October 29, 1973.
APPEAL FROM NINETEENTH JUDICIAL DISTRICT COURT, PARISH OF EAST BATON ROUGE, STATE OF LOUISIANA, HONORABLE JOHN S. COVINGTON, J.
Woodson T. Callihan, Jr., Baton Rouge, for defendant-appellant.
William J. Guste, Jr., Atty. Gen., LeRoy A. Hartley, Asst. Atty. Gen., Ossie Brown, Dist. Atty., Lennie F. Perez, Asst. Dist. Atty., for plaintiff-appellee.
James McAllister, Jr. was tried by a jury and found guilty of aggravated rape. R.S. 14:42. The petitioner was sentenced to life imprisonment. He perfected five bills of exceptions, but on appeal only three, bills 2, 3 and 4 are briefed. The others may be considered abandoned. State v. Edwards, 261 La. 1014, 261 So.2d 649 (1972).
Bill of Exceptions No. 2
Defendant alleges a systematic exclusion of blacks from petit jury service by use of peremptory challenges. Six blacks were peremptorily challenged by the State. Mr. Range, a black man, was accepted by both the State and the defense and actually sat in judgment of the case. At the conclusion of the selection process the State had five peremptory challenges remaining. The record does not support the conclusion that Negroes were systematically excluded. State v. Smith, 263 La. 75, 267 So.2d 200 (1972). In any event, this alleged practice by the State does not constitute a denial of equal protection, and the motive for the exercise of peremptory challenges is not subject to judicial review. State v. Rossi, La. 273 So.2d 265 (1973); State v. Amphy, 259 La. 161, 249 So.2d 560 (1971); State v. Richey, 258 La. 1094, 249 So.2d 143 (1971). The trial judge was correct in overruling defendant's motion for a mistrial.
Bill of Exceptions No. 3
During the trial the defense called as a witness one Vic Adams, a friend of McAllister, who observed the defendant and the prosecuting witness together just after the alleged rape occurred. On redirect examination he was asked, "Mr. Adams, would you tell us what your impression was when you learned that James had been charged with a crime?" At this point the trial judge sustained an objection by the State.

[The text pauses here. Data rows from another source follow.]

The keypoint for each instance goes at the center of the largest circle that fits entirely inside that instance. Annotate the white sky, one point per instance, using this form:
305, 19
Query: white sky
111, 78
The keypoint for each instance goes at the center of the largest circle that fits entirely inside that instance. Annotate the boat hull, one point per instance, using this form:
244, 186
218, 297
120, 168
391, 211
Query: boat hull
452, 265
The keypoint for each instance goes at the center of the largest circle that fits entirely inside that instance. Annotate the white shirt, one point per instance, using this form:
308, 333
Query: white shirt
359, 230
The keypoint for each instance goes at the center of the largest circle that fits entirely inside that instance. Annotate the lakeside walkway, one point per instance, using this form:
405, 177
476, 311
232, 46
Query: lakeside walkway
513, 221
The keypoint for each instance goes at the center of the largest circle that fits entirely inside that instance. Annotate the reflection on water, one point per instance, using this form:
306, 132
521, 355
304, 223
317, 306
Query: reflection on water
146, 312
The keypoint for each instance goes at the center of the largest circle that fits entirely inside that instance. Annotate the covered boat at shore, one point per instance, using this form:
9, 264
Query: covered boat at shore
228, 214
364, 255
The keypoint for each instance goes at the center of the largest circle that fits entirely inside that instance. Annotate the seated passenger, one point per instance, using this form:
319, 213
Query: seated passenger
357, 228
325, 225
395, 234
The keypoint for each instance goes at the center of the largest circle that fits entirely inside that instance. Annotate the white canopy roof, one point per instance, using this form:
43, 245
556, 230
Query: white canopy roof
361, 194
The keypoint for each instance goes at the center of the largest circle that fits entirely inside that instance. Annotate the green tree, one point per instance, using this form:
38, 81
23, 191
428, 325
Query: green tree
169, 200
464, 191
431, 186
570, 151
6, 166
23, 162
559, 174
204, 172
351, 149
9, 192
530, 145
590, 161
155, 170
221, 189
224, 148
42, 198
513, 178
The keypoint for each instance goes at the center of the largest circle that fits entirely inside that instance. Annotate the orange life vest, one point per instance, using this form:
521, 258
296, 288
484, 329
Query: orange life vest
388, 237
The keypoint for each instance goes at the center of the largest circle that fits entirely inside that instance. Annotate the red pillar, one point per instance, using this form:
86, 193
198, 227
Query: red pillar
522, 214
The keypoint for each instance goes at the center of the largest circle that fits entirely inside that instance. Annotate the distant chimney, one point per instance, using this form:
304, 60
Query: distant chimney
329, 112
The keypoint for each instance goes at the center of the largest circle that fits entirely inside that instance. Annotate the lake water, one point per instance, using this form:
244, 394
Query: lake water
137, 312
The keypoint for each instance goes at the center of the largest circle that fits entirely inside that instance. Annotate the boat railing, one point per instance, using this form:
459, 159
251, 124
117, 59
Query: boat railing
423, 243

R.S. 15:463 states the scope of and admissibility of opinion evidence:
"Except as otherwise provided in this Code, the witness can testify only as to facts within his knowledge, and neither as to any recital of facts heard by him, nor as to any impression or opinion that he may have." (Emphasis added).

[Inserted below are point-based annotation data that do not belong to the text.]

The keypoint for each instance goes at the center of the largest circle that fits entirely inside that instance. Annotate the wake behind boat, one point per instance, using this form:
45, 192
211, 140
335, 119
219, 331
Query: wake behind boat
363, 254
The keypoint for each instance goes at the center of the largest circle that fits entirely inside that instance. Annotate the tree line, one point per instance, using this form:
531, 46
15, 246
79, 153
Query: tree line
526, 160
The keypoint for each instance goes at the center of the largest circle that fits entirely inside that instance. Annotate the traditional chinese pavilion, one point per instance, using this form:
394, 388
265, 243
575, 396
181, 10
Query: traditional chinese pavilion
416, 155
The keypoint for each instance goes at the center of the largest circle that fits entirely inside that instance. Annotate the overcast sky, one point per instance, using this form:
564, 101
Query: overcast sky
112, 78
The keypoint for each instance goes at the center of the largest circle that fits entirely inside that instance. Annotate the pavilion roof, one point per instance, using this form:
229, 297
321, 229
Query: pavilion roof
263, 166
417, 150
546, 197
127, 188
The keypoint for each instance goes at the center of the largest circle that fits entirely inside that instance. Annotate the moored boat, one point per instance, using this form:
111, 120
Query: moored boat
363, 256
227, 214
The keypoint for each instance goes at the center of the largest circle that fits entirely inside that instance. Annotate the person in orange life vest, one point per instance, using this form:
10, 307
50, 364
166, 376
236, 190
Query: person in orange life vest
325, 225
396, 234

The defense counsel was attempting to elicit a response of surprise from the witness. As such the relevancy of the question was at issue, a matter for the discretion of the trial judge. State v. Pierre, 261 La. 42, 259 So.2d 6 (1972); R.S. 15:435, 15:441. The ruling of the lower court was not prejudicial since the defense counsel circumvented the court's ruling. Article 921 C.Cr.P. The witness testified as to the dress of the defendant, and when asked about the presence of a weapon responded that he "didn't notice anything, not anything unusual." The testimony was properly excluded by the trial judge.
Bill of Exceptions No. 4
This bill was reserved when the court allowed the State to introduce certain previously marked items into evidence as rebuttal evidence after the State had rested its case. Article 765(5) of the Code of Criminal Procedure deals with the normal order of trial:
"The presentation of the evidence of the state, and of the defendant, and of the state in rebuttal. The court in its discretion may permit the introduction of additional evidence prior to argument." (Emphasis added).
The defendant's claim that he should have been offered a chance to reopen his case lacks merit since this point was not raised at the trial nor was any prejudice shown. The petitioner relies upon State v. King, 176 La. 812, 147 So. 1 (1933), but this case is inapposite. In King the State had deliberately withheld crucial testimony until rebuttal. In the instant case the defendant had already been afforded an opportunity to cross-examine witnesses who had identified each item and explained their relationship to the crime. The articles had been identified by the victim in full view of the jury, and the chain of custody was not in question. The trial judge did not abuse his discretion in admitting the evidence since the State did not obtain any unfair advantage.
For the reasons assigned, the conviction and sentence are affirmed.
BARHAM, J., concurs with reasons.
I concur in the disposition of Bill of Exception No. 2. The defendant has failed to factually establish a systematic pattern of the use of peremptory challenges in order to empanel a jury which discriminates against him.